Australian Board admits to bookie scandal cover-up

AFP
09 December 98



SYDNEY, Dec 9 (AFP) - Australian cricket authorities admitted on Wednesday they had covered up the fact that star spinner Shane Warne and batsman Mark Waugh were paid by an illegal Indian bookie four years ago.

Australian Cricket Board (ACB) chief executive Malcolm Speed told ABC radio that Waugh was fined 10,000 Australian dollars (6,000 US) and Warne 8,000 dollars in 1995 for passing on information about the ground and weather to a Madras bookmaker during a brief tour of Sri Lanka on their way to Pakistan in 1994.

Speed told ABC radio they considered the matter closed.

"Fines were imposed, the fines were paid, there's no suggestion of bribery or match fixing," he said.

"As far as the Australian Cricket Board is concerned that's the end of the matter."

Former ACB chief executive Graham Halbish, who handled the case, and then coach Bob Simpson declined to comment.

Speed said the sport's governing body, the International Cricket Council, had been informed of the case at the time.

He would not say how much the players had been paid, but claimed it was not in the tens of thousands of dollars.

Speed said he did not know why the incident had not been made public by the ACB at the time.

"That's something I've reflected on. I wasn't here at the time, it was a decision made by management at the time and I'm sure they had good reason for it," he told ABC radio.

"Perhaps it might have been done differently but I think the board addressed it very seriously and dealt with it in a manner which they thought was proper at the time.

"From the Australian Cricket Board's point of view it dealt with the matter as soon as it became aware of it.

"The charge was investigated, the players admitted to it, the penalty was imposed, the fine was paid, the ICC was advised about it."

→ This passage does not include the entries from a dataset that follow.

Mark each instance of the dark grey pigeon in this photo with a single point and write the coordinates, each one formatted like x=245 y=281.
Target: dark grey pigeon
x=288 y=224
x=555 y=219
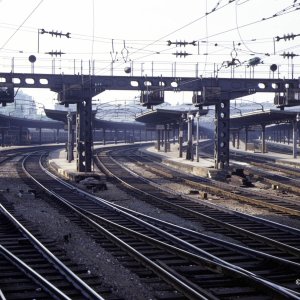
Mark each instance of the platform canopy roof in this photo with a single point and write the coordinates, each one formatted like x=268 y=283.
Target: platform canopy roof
x=161 y=116
x=61 y=115
x=268 y=117
x=10 y=121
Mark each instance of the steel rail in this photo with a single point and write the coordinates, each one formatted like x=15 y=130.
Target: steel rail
x=35 y=276
x=279 y=245
x=72 y=277
x=198 y=251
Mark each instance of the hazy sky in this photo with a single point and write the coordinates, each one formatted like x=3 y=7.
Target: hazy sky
x=136 y=32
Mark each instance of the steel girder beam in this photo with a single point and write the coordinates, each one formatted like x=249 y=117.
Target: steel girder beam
x=230 y=88
x=221 y=143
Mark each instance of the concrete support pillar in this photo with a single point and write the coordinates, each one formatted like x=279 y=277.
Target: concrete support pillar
x=222 y=125
x=238 y=139
x=115 y=136
x=133 y=135
x=104 y=136
x=246 y=138
x=233 y=139
x=263 y=139
x=40 y=136
x=84 y=140
x=2 y=137
x=166 y=138
x=295 y=134
x=189 y=150
x=197 y=136
x=174 y=134
x=158 y=140
x=57 y=136
x=70 y=154
x=180 y=137
x=20 y=135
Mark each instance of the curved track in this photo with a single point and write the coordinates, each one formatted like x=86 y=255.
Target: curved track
x=182 y=266
x=235 y=225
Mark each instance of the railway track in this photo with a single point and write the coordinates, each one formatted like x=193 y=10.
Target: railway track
x=278 y=204
x=32 y=265
x=234 y=224
x=190 y=273
x=30 y=271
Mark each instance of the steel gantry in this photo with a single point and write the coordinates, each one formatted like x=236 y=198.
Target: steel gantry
x=80 y=89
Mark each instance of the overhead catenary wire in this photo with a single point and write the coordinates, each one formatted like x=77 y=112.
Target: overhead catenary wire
x=31 y=13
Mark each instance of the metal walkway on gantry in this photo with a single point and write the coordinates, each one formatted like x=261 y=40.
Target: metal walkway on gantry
x=80 y=89
x=264 y=119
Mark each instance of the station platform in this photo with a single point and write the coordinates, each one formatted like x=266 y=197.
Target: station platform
x=203 y=168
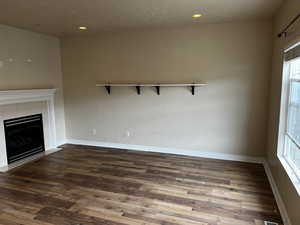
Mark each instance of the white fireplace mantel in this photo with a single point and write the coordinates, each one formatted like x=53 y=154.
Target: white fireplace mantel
x=26 y=96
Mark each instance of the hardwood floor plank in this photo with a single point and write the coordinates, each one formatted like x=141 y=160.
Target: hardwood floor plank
x=89 y=185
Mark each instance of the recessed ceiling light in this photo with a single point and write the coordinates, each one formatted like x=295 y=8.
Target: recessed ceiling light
x=197 y=16
x=82 y=28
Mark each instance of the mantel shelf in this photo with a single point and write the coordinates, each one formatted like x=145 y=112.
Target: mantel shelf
x=157 y=86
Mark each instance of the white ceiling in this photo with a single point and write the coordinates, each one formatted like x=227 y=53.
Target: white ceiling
x=62 y=17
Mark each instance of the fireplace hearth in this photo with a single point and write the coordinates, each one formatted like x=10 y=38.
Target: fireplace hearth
x=24 y=137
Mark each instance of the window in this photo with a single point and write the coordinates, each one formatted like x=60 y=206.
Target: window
x=289 y=130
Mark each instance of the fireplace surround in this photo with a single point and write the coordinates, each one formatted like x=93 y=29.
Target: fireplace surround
x=24 y=100
x=24 y=137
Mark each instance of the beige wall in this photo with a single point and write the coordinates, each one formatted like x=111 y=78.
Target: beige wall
x=31 y=61
x=227 y=116
x=289 y=9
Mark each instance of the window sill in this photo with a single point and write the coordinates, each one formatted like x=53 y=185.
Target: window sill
x=292 y=175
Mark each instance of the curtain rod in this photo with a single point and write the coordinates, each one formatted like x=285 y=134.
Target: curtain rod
x=284 y=31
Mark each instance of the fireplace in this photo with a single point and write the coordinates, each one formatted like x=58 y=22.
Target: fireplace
x=24 y=137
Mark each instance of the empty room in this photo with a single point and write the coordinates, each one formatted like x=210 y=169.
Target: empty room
x=150 y=112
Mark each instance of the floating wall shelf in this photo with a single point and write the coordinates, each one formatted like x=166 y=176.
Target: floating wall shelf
x=157 y=86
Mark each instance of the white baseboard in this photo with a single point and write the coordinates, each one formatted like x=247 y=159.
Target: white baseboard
x=177 y=151
x=4 y=169
x=186 y=152
x=279 y=201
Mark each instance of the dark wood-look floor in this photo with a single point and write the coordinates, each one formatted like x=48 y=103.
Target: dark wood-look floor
x=88 y=186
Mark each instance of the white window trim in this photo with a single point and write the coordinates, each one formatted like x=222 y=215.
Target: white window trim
x=292 y=171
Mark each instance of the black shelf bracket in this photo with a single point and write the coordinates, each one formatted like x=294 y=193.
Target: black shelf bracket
x=157 y=90
x=193 y=89
x=107 y=87
x=138 y=89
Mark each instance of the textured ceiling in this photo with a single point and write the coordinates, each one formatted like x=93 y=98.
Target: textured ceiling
x=62 y=17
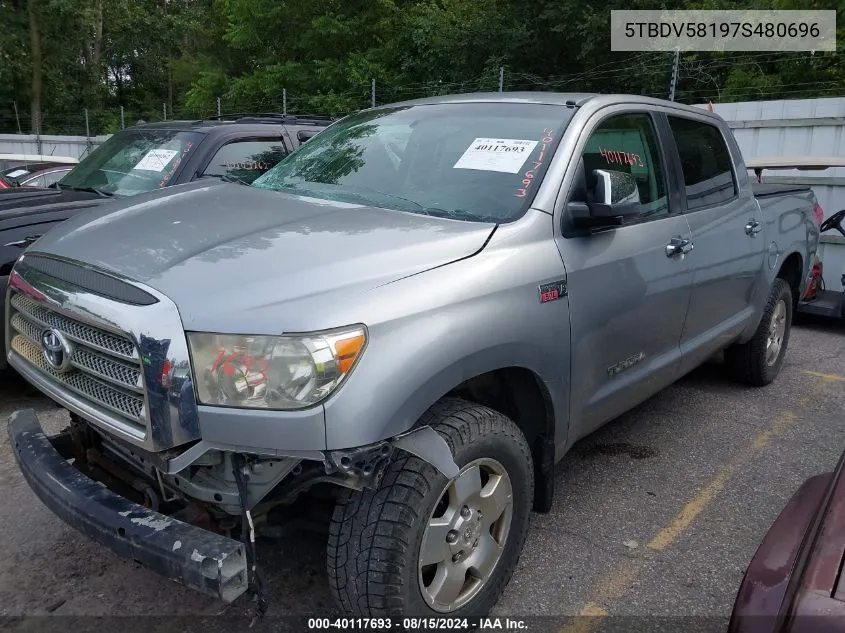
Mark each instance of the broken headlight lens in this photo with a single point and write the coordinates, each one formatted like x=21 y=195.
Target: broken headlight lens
x=272 y=372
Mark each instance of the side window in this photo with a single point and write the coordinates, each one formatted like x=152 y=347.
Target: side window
x=38 y=181
x=628 y=143
x=54 y=176
x=246 y=160
x=705 y=161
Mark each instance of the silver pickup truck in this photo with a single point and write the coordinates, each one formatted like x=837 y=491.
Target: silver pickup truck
x=412 y=318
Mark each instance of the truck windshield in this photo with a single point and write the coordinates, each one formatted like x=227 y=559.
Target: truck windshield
x=468 y=161
x=132 y=162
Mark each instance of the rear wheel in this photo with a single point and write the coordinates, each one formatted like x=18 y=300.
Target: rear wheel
x=758 y=361
x=425 y=545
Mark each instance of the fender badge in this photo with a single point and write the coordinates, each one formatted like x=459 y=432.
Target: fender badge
x=552 y=291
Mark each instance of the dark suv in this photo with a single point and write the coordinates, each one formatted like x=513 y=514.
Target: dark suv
x=144 y=158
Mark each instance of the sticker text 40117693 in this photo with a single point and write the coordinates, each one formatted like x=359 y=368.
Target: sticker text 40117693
x=528 y=176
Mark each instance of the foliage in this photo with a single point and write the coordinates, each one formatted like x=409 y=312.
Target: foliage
x=177 y=57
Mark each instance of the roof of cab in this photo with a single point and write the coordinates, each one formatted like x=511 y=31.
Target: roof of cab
x=571 y=99
x=259 y=121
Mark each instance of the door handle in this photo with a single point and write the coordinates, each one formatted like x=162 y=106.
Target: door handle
x=753 y=227
x=678 y=246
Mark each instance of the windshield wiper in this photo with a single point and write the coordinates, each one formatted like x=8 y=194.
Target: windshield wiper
x=99 y=192
x=227 y=178
x=460 y=214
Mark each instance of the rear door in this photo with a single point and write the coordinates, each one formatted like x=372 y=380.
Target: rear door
x=628 y=296
x=727 y=235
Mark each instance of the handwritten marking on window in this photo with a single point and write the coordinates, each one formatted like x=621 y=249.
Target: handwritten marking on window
x=621 y=158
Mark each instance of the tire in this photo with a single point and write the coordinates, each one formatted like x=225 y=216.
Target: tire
x=755 y=362
x=376 y=536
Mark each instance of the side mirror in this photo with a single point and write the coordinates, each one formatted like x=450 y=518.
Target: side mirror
x=616 y=194
x=615 y=197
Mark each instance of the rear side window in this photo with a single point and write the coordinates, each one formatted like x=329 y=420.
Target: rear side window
x=38 y=181
x=246 y=160
x=54 y=176
x=705 y=161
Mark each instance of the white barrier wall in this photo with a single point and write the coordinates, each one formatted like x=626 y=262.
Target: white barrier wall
x=804 y=127
x=73 y=146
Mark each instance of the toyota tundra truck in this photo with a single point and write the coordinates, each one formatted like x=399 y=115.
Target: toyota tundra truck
x=412 y=317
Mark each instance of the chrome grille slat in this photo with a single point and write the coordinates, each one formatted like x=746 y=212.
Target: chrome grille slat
x=108 y=369
x=130 y=406
x=105 y=368
x=75 y=330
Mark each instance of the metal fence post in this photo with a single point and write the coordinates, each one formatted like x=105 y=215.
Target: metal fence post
x=88 y=144
x=17 y=117
x=38 y=133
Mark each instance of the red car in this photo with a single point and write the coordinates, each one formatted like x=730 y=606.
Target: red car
x=794 y=583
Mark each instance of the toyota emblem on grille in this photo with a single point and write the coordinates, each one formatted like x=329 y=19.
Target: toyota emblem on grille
x=56 y=349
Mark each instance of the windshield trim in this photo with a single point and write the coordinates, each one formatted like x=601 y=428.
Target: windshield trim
x=538 y=179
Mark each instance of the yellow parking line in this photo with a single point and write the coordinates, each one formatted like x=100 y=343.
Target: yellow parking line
x=827 y=377
x=616 y=584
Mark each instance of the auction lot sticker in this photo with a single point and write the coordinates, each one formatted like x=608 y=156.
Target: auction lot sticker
x=156 y=160
x=496 y=154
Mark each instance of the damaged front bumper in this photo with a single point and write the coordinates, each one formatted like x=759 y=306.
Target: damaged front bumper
x=199 y=559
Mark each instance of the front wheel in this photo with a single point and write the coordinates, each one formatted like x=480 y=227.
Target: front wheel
x=758 y=361
x=424 y=545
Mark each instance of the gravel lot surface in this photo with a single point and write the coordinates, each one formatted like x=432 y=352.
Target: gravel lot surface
x=656 y=514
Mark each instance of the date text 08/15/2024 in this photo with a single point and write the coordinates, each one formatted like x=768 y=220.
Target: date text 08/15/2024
x=417 y=624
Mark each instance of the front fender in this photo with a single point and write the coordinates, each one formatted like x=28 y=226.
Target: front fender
x=455 y=323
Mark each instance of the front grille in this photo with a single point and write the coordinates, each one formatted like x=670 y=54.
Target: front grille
x=105 y=369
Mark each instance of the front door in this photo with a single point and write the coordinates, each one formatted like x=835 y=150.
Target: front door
x=628 y=294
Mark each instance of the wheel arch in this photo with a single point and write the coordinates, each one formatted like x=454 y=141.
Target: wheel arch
x=791 y=271
x=521 y=395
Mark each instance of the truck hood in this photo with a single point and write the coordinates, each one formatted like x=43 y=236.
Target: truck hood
x=226 y=253
x=17 y=202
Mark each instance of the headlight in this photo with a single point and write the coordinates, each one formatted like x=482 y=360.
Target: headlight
x=272 y=372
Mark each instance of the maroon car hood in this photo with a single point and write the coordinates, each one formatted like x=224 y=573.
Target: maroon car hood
x=791 y=584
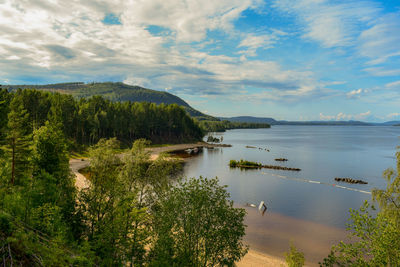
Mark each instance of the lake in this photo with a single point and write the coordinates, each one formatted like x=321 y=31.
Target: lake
x=307 y=197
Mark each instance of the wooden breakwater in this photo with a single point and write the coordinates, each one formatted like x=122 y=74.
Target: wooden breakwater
x=350 y=180
x=254 y=165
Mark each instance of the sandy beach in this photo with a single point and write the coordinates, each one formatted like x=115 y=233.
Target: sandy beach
x=268 y=235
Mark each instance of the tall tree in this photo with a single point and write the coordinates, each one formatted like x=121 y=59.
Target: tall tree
x=196 y=225
x=17 y=138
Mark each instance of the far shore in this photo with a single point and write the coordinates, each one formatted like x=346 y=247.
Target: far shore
x=312 y=238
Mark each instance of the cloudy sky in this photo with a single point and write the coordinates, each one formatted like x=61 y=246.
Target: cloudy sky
x=295 y=60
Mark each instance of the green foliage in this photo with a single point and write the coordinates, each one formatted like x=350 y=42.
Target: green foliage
x=196 y=225
x=17 y=140
x=116 y=92
x=222 y=126
x=87 y=121
x=115 y=207
x=294 y=258
x=375 y=239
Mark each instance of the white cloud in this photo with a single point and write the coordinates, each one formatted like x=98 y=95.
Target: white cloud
x=393 y=115
x=381 y=41
x=61 y=40
x=356 y=93
x=330 y=23
x=253 y=42
x=391 y=85
x=383 y=71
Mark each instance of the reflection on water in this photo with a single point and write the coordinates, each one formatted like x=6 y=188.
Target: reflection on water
x=322 y=153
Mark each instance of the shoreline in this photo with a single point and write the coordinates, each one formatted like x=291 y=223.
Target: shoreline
x=255 y=258
x=272 y=232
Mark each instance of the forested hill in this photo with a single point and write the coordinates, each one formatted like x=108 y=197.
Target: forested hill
x=87 y=120
x=115 y=92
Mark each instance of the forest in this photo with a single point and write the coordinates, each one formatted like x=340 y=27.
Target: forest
x=134 y=211
x=137 y=211
x=222 y=126
x=86 y=121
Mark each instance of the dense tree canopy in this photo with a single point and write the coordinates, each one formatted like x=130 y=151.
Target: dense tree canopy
x=86 y=121
x=222 y=126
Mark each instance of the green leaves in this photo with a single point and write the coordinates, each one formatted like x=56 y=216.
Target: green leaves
x=375 y=239
x=196 y=225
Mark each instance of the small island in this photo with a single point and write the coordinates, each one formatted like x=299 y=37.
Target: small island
x=350 y=180
x=244 y=164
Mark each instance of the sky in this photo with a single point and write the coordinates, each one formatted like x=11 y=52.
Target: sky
x=285 y=59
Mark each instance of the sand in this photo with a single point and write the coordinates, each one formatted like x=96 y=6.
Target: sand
x=268 y=235
x=256 y=259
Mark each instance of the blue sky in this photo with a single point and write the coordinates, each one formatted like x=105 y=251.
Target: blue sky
x=293 y=60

The players were fined at the same time as Waugh, Warne and Tim May alleged they had been offered and rejected 200,000 US dollars to play badly on the Pakistan tour.

Those allegations led to a judicial inquiry in Pakistan into match-fixing.

Waugh and Australian captain Mark Taylor testified in October that former Pakistan captain Salim Malik offered bribes to Warne, Waugh and May when they toured Pakistan in 1994-95.

That inquiry into Malik, Wasim Akram and Ijaz Ahmad appeared now to be compromised.

Ali Sibtain Fazli, the solicitor in charge of the inquiry, said from Pakistan that Waugh and Taylor should have mentioned the incident in evidence.

"Mark Waugh and Taylor should've made some mention of it because they were made to give statements on oath. There should have been disclosures then," he said.

Speed said Warne and Waugh were due to appear at a press conference later on Wednesday.

Waugh is due to play for Australia in the third Test against England starting at Adelaide Oval on Friday, while Warne is absent through injury2E

Matthew Engel, editor of the influential cricket publication Wisden and covering the current England's Ashes Tour, described the cover-up as shocking.

"The shocking thing about this is not what Waugh and Warne actually may have done, which in itself is arguable in its seriousness, but the fact that the Australian Cricket Board thought it could cover it up," Engel told ABC radio.

"Frankly it's the sort of behaviour one expects of English cricket boards rather than Australian ones.

"This is one of the biggest scandals that cricket has ever faced and the attitude of the entire game and everyone in it is that it really doesn't matter much, that's been the attitude for four years.

"We've known that something's been going on for four years, we haven't known the details. It seems to me the administrators haven't wanted to know."